For my kind of “instant noodle” leveraged setup with add-ons, the thing I fear most isn’t losing money—it’s getting involved in projects that “look busy and lively but nobody really manages”… Recently, I’ve been watching the L2s start competing again on TPS, fees, and subsidies. They can talk a big game, but what I care about more now is a down-to-earth method: whether GitHub, audit reports, and upgraded multi-signatures are actually reliable.

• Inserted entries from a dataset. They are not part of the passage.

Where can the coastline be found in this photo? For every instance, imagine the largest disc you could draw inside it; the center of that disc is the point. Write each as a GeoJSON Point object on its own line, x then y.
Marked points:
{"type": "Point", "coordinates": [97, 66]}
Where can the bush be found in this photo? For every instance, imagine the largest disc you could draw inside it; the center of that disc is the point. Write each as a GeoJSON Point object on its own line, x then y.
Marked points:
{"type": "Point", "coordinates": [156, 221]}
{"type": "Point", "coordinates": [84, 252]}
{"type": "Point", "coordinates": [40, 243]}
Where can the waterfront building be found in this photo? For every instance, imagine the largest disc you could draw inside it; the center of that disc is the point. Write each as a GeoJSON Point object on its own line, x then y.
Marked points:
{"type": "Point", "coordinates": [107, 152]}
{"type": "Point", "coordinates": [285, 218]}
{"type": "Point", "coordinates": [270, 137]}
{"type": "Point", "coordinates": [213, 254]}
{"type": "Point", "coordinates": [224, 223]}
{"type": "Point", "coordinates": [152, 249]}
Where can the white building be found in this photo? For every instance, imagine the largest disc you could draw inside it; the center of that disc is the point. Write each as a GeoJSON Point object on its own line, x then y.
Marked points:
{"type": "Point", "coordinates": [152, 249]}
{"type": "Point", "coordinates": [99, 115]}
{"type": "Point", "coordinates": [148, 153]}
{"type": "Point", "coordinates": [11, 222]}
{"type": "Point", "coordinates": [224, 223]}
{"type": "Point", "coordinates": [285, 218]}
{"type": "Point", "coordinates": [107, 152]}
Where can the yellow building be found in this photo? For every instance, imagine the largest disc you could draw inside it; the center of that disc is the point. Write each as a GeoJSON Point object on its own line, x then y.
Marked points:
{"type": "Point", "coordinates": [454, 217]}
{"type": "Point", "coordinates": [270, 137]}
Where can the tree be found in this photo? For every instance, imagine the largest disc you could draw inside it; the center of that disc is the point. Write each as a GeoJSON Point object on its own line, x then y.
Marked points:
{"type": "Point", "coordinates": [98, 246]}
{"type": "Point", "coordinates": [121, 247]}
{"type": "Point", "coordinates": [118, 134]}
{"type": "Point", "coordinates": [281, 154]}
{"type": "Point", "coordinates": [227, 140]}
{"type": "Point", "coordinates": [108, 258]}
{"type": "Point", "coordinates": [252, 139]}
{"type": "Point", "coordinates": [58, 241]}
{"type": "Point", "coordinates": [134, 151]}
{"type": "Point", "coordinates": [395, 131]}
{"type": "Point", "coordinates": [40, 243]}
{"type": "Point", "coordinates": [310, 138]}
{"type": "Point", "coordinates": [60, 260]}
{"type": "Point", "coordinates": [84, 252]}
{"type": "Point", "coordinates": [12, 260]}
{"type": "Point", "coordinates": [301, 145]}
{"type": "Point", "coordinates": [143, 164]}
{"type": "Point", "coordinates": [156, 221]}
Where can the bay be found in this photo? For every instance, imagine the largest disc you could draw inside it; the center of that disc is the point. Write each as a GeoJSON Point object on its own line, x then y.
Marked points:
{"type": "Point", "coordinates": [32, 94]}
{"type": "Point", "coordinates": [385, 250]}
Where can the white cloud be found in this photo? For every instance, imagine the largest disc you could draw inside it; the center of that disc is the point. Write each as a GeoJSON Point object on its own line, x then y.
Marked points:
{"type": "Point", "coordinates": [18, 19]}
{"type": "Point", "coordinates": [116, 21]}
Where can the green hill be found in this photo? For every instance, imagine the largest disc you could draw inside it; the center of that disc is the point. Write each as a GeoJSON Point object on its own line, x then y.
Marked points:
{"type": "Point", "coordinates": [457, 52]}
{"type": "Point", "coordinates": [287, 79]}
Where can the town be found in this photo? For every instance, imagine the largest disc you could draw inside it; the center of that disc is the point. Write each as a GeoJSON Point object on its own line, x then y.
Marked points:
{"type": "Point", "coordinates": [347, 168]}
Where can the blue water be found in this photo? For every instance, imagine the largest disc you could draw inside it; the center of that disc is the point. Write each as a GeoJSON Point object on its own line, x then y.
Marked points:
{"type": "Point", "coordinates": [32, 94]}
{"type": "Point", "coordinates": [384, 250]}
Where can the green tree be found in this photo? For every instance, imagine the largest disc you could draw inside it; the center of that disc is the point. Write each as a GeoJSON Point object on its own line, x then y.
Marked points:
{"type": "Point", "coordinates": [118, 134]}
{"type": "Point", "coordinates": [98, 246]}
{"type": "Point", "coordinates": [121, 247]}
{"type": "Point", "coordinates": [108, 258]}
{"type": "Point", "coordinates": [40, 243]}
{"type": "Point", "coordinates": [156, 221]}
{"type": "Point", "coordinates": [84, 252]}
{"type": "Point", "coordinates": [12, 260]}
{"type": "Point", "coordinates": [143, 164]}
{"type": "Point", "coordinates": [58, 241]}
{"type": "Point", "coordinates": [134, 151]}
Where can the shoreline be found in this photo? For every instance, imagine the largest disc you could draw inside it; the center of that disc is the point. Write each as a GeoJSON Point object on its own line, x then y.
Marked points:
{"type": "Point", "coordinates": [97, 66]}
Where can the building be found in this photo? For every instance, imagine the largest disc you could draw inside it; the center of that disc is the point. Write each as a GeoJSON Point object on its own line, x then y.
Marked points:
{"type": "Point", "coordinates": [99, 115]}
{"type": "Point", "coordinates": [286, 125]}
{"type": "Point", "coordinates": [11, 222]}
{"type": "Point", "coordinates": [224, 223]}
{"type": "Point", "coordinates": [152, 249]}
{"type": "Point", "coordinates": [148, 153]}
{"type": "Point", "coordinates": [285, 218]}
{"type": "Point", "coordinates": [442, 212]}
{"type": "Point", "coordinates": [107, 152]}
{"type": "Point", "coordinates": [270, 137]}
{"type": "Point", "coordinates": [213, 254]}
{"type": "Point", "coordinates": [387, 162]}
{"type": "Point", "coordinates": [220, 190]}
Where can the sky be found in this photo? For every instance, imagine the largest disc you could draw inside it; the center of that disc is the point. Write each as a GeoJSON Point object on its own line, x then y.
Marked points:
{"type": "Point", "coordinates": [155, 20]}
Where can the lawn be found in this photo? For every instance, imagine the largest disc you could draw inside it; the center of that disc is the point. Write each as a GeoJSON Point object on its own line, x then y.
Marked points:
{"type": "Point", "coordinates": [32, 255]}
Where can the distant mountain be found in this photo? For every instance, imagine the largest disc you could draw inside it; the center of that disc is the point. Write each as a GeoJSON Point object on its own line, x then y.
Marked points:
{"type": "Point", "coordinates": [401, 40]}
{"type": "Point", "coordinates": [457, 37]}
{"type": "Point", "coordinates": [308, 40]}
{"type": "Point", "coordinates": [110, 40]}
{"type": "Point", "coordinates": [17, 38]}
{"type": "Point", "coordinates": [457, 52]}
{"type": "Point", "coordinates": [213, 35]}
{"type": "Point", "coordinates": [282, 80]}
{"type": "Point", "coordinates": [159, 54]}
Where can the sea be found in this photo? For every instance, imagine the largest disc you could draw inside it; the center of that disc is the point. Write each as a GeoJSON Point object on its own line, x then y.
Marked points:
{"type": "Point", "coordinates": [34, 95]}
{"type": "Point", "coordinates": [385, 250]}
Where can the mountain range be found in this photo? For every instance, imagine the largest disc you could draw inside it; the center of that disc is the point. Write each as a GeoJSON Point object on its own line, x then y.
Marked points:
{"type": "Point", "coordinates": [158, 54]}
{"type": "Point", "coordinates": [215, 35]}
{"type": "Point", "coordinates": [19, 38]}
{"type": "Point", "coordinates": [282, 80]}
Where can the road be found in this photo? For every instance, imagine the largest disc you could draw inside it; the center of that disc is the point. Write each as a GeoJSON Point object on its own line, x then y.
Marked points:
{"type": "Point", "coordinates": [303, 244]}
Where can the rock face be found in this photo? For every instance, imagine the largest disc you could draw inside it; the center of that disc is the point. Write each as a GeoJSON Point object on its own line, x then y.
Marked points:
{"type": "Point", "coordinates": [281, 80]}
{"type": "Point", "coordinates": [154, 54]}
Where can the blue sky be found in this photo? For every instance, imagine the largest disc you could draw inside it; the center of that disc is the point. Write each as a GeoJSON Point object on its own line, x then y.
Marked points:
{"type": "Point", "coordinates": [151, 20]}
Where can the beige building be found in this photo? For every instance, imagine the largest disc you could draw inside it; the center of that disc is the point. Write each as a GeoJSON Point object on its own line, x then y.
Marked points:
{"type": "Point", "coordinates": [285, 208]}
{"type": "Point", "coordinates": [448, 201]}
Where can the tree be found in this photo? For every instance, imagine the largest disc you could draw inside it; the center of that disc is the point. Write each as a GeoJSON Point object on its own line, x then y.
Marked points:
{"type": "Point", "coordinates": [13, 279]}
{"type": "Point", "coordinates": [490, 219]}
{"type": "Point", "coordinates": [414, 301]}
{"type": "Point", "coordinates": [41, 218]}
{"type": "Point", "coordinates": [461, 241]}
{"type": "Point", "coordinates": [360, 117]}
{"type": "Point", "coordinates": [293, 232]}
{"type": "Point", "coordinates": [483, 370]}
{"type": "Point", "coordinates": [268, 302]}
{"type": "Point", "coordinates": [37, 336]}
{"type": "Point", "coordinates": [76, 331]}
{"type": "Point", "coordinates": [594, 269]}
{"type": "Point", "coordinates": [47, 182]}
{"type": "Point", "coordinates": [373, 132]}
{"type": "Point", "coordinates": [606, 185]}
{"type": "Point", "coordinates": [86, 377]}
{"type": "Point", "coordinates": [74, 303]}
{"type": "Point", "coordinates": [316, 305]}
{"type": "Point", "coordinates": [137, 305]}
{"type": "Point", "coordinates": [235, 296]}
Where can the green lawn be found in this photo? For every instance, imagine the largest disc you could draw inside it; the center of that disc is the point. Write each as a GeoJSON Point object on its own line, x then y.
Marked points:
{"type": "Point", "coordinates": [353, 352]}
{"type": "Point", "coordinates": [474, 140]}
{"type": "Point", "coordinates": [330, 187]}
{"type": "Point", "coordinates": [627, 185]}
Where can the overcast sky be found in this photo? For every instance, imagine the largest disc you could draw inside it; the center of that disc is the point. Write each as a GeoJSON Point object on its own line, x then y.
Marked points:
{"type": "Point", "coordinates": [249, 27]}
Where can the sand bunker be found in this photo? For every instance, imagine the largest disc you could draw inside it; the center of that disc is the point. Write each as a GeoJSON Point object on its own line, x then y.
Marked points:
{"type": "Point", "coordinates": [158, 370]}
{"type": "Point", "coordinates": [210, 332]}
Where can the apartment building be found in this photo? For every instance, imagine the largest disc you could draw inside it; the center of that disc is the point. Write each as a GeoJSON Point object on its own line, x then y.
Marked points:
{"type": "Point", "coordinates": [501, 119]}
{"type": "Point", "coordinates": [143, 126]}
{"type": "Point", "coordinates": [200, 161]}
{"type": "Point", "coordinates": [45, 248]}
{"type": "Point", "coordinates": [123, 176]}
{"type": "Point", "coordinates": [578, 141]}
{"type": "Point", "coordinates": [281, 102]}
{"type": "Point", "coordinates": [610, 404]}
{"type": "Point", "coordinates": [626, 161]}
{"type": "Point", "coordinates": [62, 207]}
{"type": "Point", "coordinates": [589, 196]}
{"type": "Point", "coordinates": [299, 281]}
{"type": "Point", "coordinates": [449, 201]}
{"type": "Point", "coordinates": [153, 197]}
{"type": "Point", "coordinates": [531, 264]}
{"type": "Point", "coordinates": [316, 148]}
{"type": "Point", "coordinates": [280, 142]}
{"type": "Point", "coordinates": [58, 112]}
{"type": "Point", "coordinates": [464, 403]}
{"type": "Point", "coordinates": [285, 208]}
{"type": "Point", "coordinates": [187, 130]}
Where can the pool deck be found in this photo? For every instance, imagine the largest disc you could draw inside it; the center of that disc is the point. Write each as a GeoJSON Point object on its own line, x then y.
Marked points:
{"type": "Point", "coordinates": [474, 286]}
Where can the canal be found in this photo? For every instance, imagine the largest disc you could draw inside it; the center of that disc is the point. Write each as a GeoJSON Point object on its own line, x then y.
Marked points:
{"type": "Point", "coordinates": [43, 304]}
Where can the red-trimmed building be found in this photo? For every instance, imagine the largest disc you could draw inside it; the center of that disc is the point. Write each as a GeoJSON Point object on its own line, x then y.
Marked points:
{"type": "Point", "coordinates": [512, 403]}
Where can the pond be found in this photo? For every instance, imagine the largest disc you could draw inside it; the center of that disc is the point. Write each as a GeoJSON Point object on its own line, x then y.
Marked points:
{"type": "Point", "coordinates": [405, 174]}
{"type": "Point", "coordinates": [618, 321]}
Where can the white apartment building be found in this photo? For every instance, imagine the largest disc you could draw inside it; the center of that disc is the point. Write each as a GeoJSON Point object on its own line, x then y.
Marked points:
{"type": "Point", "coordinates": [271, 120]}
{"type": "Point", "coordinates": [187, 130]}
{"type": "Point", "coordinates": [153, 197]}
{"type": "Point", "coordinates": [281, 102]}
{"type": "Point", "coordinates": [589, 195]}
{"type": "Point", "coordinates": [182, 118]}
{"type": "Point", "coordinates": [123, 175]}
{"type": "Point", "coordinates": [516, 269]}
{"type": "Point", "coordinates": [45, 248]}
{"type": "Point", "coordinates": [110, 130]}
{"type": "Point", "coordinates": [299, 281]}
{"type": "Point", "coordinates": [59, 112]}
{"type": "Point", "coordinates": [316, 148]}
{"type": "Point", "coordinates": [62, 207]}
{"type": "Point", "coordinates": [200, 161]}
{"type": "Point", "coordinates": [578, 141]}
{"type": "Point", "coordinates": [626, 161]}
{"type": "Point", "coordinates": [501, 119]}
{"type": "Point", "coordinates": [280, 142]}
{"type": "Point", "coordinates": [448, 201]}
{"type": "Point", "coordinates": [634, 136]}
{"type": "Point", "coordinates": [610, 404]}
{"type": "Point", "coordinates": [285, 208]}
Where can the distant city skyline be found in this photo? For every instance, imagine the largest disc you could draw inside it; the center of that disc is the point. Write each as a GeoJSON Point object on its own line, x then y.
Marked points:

As for GitHub, I don’t look at the fine-grained code details (even if I did, I wouldn’t understand); I just check whether “real people” are maintaining it: are commits consistent, are issues being answered, and are important changes explained—not some burst of commits and then it just sinks. Don’t put blind faith in audit reports either: having a report doesn’t mean there are no traps. I’ll look to see whether the scope is clearly stated, whether there are any high-risk items, whether issues have been fixed, and whether the fixes have any follow-up verification. Upgrading multi-signatures is even more straightforward: how many people sign, whether it’s the same group of people, whether there’s a timelock/delay—can someone change the contract overnight and bury everyone… In plain terms, it’s about breaking “trust” into several habits you can check. Over the long run, your head cools down a bit; otherwise, my emotions are far too easy to get burned.